- Supreme Court of the United States

Argued December 4, 1989 Decided April 18, 1990
- Full case name: Florida v. Wells
- Docket no.: 88-1835
- Citations: 495 U.S. 1 (more)
- Argument: Oral argument
- Opinion announcement: Opinion announcement

Case history
- Prior: 539 So. 2d 464 (Fla. S. Ct. 1989); cert. granted

Holding
- A state police department may grant discretion regarding the opening of closed containers to officers conducting an inventory search in accordance with a standard procedure.

Court membership
- Chief Justice William Rehnquist Associate Justices William J. Brennan Jr. · Byron White Thurgood Marshall · Harry Blackmun John P. Stevens · Sandra Day O'Connor Antonin Scalia · Anthony Kennedy

Case opinions
- Majority: Rehnquist, joined by White, O'Connor, Scalia, Kennedy
- Concurrence: Brennan, joined by Marshall
- Concurrence: Blackmun
- Concurrence: Stevens

Laws applied
- U.S. Const. amend. IV

= Florida v. Wells =

Florida v. Wells, 495 U.S. 1 (1990), was a United States Supreme Court case in which the Court held that it would not be a violation of the Fourth Amendment for state police departments to allow officers conducting an inventory search discretion in which closed containers they choose to open.

== Background ==
In 1985, Martin Wells was pulled over for speeding by Florida state police. After the officer smelled alcohol on his breath, he was arrested for driving under the influence and subsequently agreed to a breathalyzer test.

Following arrest his car was impounded, which resulted in an inventory search being done. During the search, two marijuana cigarette butts as well as a suitcase were discovered. The arresting officer chose to force open the suitcase, at which point a bag containing a large amount of marijuana was found. Wells was later charged with possession of a controlled substance.

At trial, Wells filed a motion to suppress the evidence seized during the search on the grounds that the seizure violated the Fourth Amendment. The motion was denied.

Upon appeal, the Florida Fifth District Court of Appeal ruled that the search of the closed suitcase violated the Fourth Amendment.
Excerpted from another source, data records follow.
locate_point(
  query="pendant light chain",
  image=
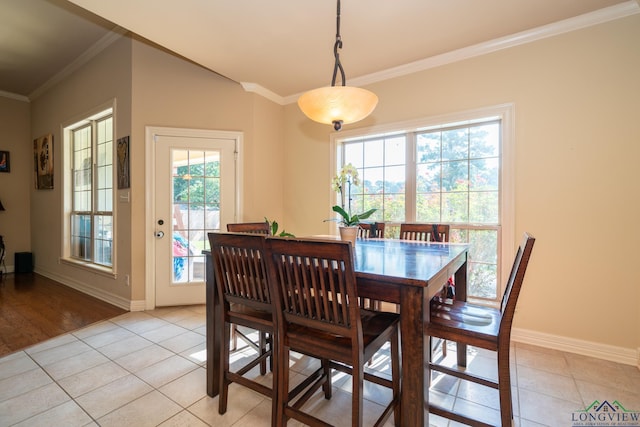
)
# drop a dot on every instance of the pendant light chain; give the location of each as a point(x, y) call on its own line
point(337, 105)
point(336, 46)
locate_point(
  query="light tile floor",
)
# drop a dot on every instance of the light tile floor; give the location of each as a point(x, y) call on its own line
point(148, 369)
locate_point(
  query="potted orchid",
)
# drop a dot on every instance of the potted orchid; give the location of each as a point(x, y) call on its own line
point(341, 184)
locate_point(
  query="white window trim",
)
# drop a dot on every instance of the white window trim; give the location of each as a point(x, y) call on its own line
point(67, 199)
point(506, 112)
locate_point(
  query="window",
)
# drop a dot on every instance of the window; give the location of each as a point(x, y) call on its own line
point(90, 190)
point(441, 172)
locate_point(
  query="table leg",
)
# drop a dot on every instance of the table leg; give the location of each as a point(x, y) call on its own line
point(414, 400)
point(214, 335)
point(460, 281)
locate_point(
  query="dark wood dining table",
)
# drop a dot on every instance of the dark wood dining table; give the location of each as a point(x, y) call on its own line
point(407, 273)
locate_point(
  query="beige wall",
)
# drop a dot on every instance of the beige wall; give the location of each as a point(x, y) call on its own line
point(171, 92)
point(15, 186)
point(577, 106)
point(105, 78)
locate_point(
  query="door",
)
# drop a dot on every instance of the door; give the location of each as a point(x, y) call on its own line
point(195, 192)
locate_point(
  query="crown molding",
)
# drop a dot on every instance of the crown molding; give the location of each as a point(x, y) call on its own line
point(14, 96)
point(607, 14)
point(110, 38)
point(260, 90)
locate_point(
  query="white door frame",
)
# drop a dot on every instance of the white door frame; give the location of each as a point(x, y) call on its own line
point(150, 190)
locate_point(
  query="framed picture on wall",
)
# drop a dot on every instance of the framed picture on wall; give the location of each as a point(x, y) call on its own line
point(5, 166)
point(43, 161)
point(123, 162)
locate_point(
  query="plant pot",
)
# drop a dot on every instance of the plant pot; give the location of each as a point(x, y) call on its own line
point(349, 234)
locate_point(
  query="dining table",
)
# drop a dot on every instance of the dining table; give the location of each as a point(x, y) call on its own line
point(403, 272)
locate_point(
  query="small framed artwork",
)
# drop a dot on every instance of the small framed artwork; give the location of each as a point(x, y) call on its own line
point(123, 162)
point(5, 165)
point(43, 161)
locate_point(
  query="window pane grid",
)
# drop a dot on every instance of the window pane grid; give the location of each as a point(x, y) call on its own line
point(456, 177)
point(196, 206)
point(91, 234)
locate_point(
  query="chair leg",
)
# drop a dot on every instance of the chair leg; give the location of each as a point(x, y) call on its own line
point(395, 378)
point(357, 413)
point(282, 392)
point(327, 386)
point(504, 386)
point(262, 345)
point(224, 382)
point(234, 338)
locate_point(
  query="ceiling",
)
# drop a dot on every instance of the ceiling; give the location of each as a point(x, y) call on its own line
point(280, 47)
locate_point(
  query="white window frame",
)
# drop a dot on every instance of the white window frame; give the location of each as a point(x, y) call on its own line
point(504, 112)
point(108, 108)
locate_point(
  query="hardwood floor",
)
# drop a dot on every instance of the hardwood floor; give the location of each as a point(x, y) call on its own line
point(34, 308)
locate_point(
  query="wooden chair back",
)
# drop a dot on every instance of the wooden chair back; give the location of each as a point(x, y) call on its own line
point(316, 285)
point(483, 327)
point(240, 269)
point(425, 232)
point(317, 314)
point(249, 227)
point(371, 230)
point(514, 285)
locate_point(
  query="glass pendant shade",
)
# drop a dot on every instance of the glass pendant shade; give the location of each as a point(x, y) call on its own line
point(337, 104)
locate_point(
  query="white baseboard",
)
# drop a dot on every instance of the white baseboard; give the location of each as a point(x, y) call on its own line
point(113, 299)
point(138, 305)
point(627, 356)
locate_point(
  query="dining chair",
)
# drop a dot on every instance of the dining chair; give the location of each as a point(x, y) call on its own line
point(371, 230)
point(252, 228)
point(424, 232)
point(314, 287)
point(485, 327)
point(249, 227)
point(239, 263)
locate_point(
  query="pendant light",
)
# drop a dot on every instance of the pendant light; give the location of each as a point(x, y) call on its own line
point(337, 105)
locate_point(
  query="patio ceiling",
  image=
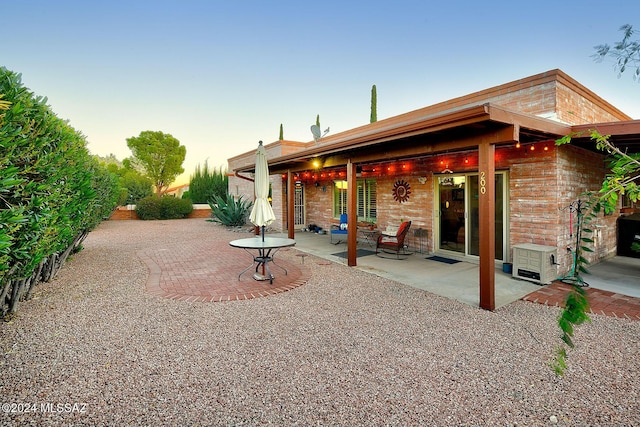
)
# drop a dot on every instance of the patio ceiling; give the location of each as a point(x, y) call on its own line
point(413, 135)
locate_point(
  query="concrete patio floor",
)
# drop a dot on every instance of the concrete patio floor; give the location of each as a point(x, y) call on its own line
point(460, 281)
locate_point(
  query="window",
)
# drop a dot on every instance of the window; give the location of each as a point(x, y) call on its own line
point(366, 206)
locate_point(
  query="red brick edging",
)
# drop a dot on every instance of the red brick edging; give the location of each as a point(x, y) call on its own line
point(602, 302)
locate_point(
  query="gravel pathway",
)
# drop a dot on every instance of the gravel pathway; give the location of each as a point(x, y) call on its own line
point(347, 348)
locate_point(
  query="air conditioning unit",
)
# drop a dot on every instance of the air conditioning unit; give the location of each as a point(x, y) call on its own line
point(536, 263)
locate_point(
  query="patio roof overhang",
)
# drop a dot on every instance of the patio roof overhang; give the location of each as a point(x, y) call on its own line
point(415, 135)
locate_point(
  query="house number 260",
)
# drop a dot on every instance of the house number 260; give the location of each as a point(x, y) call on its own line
point(483, 183)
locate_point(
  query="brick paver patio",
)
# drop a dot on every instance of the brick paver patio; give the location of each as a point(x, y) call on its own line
point(208, 271)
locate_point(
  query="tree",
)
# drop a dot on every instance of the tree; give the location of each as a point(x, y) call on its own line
point(160, 155)
point(374, 105)
point(626, 52)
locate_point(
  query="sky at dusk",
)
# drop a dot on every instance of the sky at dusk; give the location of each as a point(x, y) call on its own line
point(220, 76)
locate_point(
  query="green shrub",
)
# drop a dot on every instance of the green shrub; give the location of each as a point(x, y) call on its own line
point(168, 207)
point(149, 208)
point(229, 211)
point(207, 183)
point(174, 208)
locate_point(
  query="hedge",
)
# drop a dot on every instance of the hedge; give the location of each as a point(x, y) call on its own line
point(52, 191)
point(166, 207)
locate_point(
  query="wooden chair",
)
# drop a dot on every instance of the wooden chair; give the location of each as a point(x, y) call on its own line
point(339, 230)
point(393, 244)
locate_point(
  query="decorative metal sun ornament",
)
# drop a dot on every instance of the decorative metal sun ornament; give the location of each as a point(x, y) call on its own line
point(401, 191)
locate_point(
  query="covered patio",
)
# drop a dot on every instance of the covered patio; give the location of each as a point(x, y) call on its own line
point(459, 280)
point(514, 182)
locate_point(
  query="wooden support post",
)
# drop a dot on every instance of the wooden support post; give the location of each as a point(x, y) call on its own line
point(290, 205)
point(487, 228)
point(352, 215)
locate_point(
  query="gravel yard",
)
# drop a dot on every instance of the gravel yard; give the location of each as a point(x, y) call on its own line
point(347, 348)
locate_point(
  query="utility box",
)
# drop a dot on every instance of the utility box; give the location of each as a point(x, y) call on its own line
point(536, 263)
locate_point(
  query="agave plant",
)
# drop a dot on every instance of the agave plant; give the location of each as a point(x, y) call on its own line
point(230, 212)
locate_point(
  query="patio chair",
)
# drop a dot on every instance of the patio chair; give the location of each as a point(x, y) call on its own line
point(393, 244)
point(339, 230)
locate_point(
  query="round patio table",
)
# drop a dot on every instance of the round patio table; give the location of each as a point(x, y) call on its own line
point(262, 250)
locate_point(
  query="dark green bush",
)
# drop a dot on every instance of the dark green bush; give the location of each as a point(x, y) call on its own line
point(230, 211)
point(52, 191)
point(149, 208)
point(174, 208)
point(207, 183)
point(167, 207)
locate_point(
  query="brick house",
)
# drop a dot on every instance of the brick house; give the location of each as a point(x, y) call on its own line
point(478, 174)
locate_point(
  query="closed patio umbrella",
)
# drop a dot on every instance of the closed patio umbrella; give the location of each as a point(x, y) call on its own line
point(261, 213)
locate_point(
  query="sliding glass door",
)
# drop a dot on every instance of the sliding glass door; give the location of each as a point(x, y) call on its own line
point(458, 214)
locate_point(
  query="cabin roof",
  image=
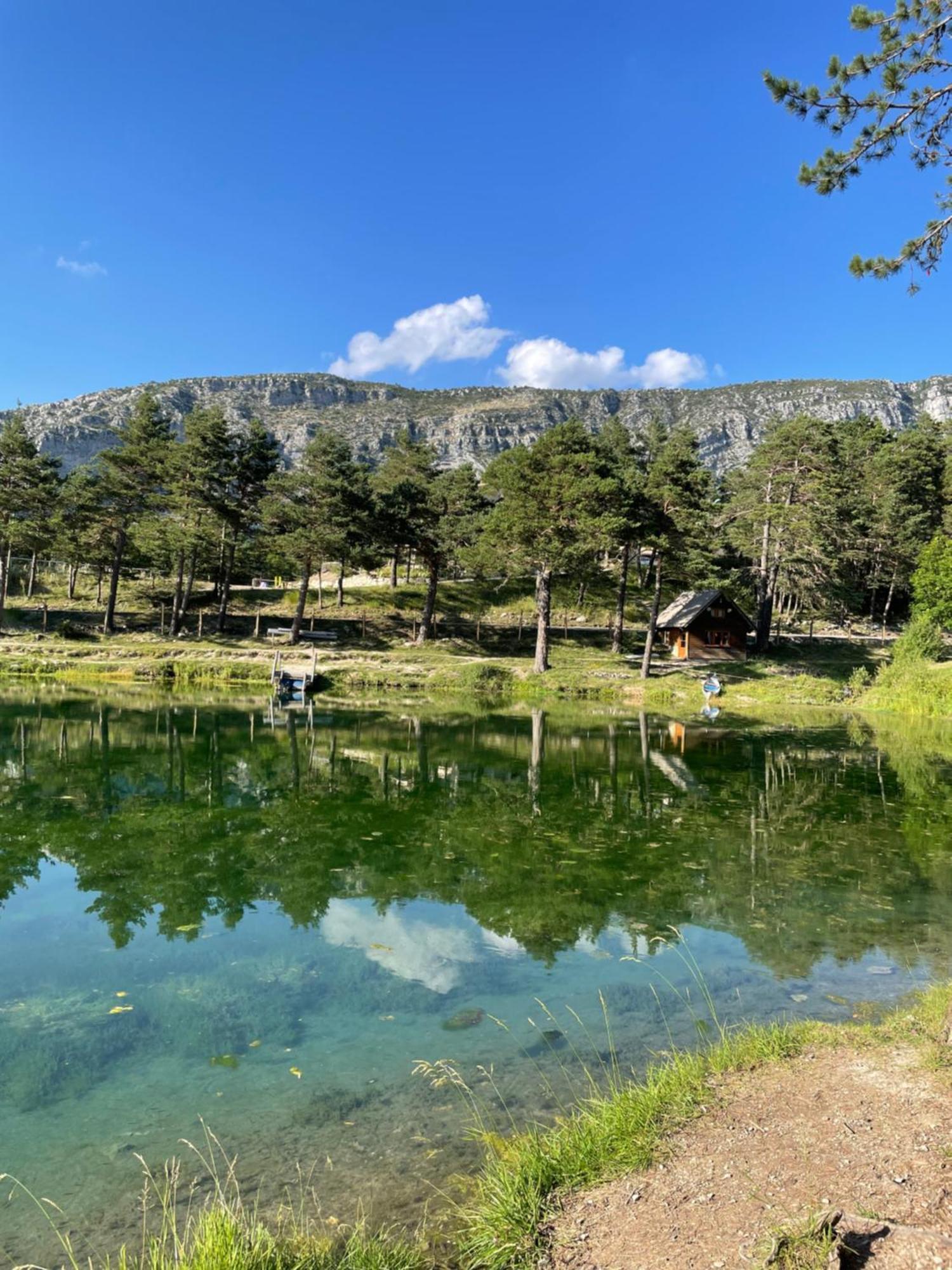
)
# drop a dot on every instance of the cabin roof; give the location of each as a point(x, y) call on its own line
point(691, 605)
The Supreme Court of Florida affirmed, relying on Colorado v. Bertine, which it understood to allow admission of evidence found within a closed container only when the searching officer follows a standard police procedure mandating the opening of such containers within every impounded vehicle. Because no such policy existed, the court found the search and therefore the discovered evidence to be invalid.

Additionally, the court's opinion stated "The police under Bertine must mandate either that all containers will be opened during an inventory search, or that no containers will be opened. There can be no room for discretion."

== Holding ==
The Supreme Court affirmed on appeal, agreeing that no policy regarding the opening of closed containers existed and therefore that the suppression of evidence was proper. However, it disagreed with the notion that a valid policy must restrict officers to searching either all or none of the closed containers discovered during the search.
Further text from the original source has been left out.